When Sir Julian, who is on the board of the local commercial and technical college, mentions the name of the new Lady Superintendent to his wife, she recognizes it. She believes Miss Marchrose is the young woman who jilted her cousin.

Lady Rossiter’s belief in her own kindness conceals her meddlesome and ill-natured personality even from herself. She dislikes Miss Marchrose on sight. When she sees a friendship growing between Miss Marchrose and Mark Easter, the popular Superintendent, she makes it her business to spread insinuations about Miss Marchrose’s character.

Sir Julian likes Miss Marchrose and disapproves of his wife’s interference in the running of the college. I kept waiting for him to step in and stop her.

This novel, while it sparkles with wit and contains several comic characters, is about the serious subject of the damage of loose talk and gossip. Don’t look for a silly romantic novel here. I was rapt by this novel, as I found Miss Marchrose gallant and detested Lady Rossiter’s hypocrisy and self-deception.

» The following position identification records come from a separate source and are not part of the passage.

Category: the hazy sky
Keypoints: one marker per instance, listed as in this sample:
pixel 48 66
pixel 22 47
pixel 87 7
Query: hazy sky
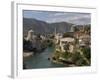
pixel 51 17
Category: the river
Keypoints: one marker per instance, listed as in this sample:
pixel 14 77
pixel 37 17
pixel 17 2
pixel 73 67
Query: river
pixel 40 60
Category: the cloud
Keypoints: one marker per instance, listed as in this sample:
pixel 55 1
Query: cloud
pixel 51 16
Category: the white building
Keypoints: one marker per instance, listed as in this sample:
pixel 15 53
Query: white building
pixel 66 44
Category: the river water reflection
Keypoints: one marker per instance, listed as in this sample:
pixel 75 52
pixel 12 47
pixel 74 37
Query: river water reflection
pixel 40 60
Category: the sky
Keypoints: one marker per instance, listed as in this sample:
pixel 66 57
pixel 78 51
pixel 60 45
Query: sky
pixel 52 16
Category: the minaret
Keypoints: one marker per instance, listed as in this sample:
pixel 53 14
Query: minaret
pixel 55 32
pixel 30 35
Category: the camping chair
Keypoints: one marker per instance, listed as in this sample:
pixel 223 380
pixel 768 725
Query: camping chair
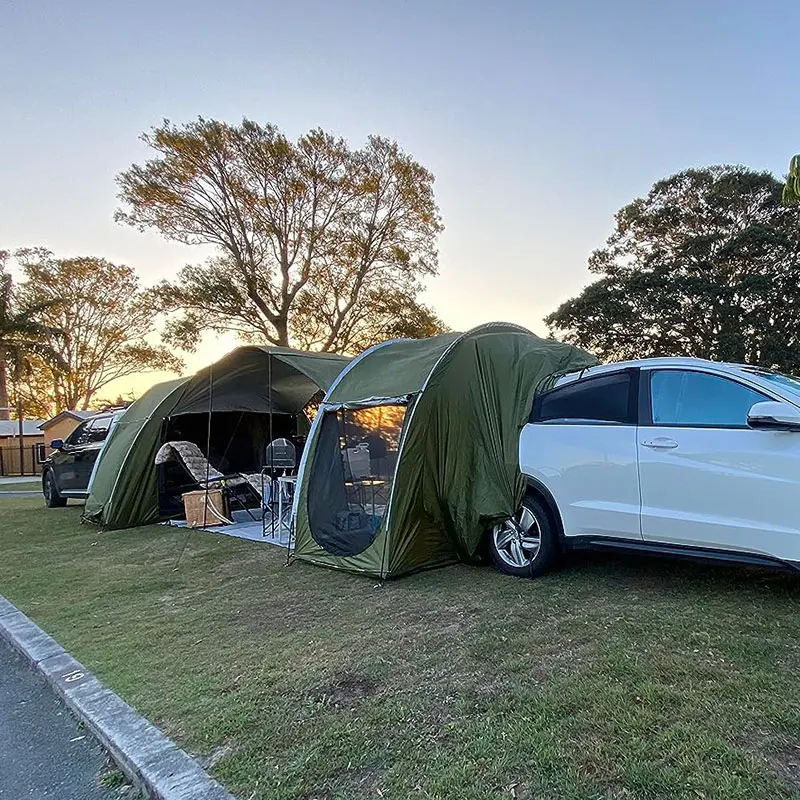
pixel 237 485
pixel 280 456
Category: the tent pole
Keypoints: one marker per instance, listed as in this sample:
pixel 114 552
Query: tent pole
pixel 271 454
pixel 208 466
pixel 208 437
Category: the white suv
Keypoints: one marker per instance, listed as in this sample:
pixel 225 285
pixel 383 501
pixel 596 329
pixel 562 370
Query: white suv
pixel 672 455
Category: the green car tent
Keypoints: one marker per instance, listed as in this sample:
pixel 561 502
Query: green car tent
pixel 233 408
pixel 414 452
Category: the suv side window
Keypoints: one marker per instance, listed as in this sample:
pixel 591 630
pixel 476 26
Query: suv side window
pixel 80 435
pixel 683 398
pixel 98 429
pixel 602 399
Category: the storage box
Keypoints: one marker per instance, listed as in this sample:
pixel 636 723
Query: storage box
pixel 206 507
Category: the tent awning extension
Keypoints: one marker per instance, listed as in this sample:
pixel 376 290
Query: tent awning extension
pixel 249 379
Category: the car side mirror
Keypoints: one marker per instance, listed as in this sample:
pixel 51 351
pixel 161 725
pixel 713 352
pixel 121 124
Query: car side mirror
pixel 773 415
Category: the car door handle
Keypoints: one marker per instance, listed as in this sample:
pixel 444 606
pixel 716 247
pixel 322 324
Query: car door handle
pixel 660 443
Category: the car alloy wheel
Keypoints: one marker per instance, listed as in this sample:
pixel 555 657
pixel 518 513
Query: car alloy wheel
pixel 517 540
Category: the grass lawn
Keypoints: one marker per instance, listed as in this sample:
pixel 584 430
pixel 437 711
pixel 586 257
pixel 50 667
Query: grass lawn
pixel 22 485
pixel 614 678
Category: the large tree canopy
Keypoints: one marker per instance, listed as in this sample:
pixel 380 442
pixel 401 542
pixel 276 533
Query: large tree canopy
pixel 314 239
pixel 707 265
pixel 106 320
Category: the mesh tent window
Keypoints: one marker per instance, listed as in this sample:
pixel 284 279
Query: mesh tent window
pixel 352 476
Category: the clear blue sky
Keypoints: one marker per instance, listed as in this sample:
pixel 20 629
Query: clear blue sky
pixel 539 119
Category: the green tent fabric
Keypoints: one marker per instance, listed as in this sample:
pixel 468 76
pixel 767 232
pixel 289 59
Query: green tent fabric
pixel 124 492
pixel 466 398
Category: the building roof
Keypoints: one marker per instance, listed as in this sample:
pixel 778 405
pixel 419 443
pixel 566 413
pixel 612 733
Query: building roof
pixel 10 427
pixel 79 416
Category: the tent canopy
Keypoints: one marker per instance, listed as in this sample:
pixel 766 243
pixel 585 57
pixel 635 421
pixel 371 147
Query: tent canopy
pixel 253 379
pixel 414 453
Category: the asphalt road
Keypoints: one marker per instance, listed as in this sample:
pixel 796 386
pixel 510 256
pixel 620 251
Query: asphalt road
pixel 44 753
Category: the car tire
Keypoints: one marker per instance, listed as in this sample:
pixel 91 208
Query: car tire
pixel 50 491
pixel 527 544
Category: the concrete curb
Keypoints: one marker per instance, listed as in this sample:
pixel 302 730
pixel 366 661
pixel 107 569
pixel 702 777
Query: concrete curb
pixel 148 757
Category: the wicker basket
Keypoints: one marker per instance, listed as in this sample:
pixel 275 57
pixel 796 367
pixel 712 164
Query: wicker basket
pixel 206 507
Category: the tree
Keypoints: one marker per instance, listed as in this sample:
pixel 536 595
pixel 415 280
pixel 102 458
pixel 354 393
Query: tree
pixel 295 225
pixel 107 321
pixel 791 189
pixel 706 265
pixel 24 336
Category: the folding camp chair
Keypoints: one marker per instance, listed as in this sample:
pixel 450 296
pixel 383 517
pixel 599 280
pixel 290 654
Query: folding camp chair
pixel 238 486
pixel 280 461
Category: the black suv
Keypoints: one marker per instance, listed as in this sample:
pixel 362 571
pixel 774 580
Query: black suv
pixel 68 469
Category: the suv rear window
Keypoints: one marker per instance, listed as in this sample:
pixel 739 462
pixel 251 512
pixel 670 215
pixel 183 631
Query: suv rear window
pixel 605 398
pixel 98 429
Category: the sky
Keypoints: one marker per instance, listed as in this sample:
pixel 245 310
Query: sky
pixel 539 119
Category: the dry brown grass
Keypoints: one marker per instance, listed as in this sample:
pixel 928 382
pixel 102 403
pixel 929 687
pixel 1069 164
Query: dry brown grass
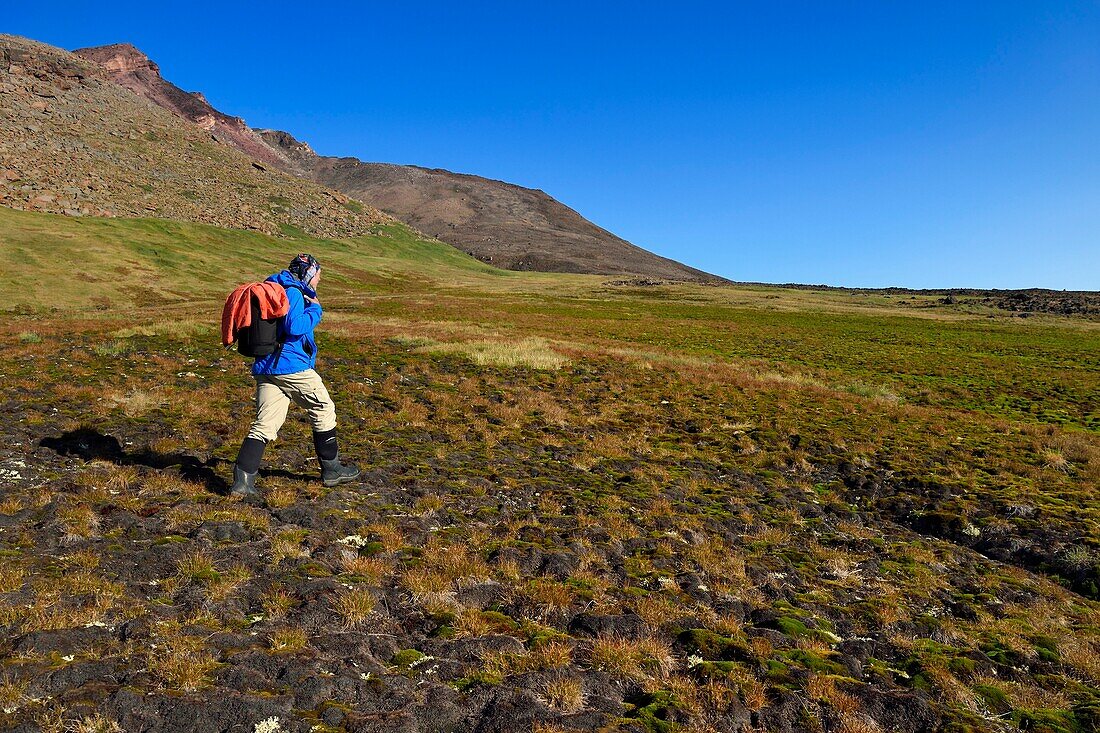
pixel 563 693
pixel 138 402
pixel 288 638
pixel 372 569
pixel 77 522
pixel 635 659
pixel 532 352
pixel 354 605
pixel 177 660
pixel 276 602
pixel 11 577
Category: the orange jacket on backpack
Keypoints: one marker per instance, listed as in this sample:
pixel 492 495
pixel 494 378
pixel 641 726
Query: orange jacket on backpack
pixel 238 310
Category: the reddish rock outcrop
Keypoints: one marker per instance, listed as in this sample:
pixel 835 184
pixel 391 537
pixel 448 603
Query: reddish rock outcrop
pixel 505 225
pixel 130 67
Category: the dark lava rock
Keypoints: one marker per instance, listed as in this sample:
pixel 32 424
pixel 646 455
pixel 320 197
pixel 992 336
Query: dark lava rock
pixel 223 711
pixel 628 625
pixel 560 565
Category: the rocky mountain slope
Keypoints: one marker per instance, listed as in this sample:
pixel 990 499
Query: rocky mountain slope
pixel 73 141
pixel 509 226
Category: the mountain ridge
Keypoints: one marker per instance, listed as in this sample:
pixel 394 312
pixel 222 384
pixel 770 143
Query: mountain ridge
pixel 499 222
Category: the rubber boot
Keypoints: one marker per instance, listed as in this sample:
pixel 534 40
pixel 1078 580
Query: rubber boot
pixel 333 472
pixel 244 483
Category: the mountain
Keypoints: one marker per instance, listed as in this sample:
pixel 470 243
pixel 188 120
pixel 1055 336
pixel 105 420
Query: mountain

That being said, the novel contains some very funny characters, for example, silly Iris Easter, the author of a novel entitled Why Ben! A Story of the Sexes, and her pseudo-Scottish lover, Douglas Garrett, or Mark Easter’s horrendously behaved children, Ruthie and Ambrose, alias Peekaboo. This is another excellent book from the British Library Women Writers series.

I received this book from the publisher in exchange for a free and fair review.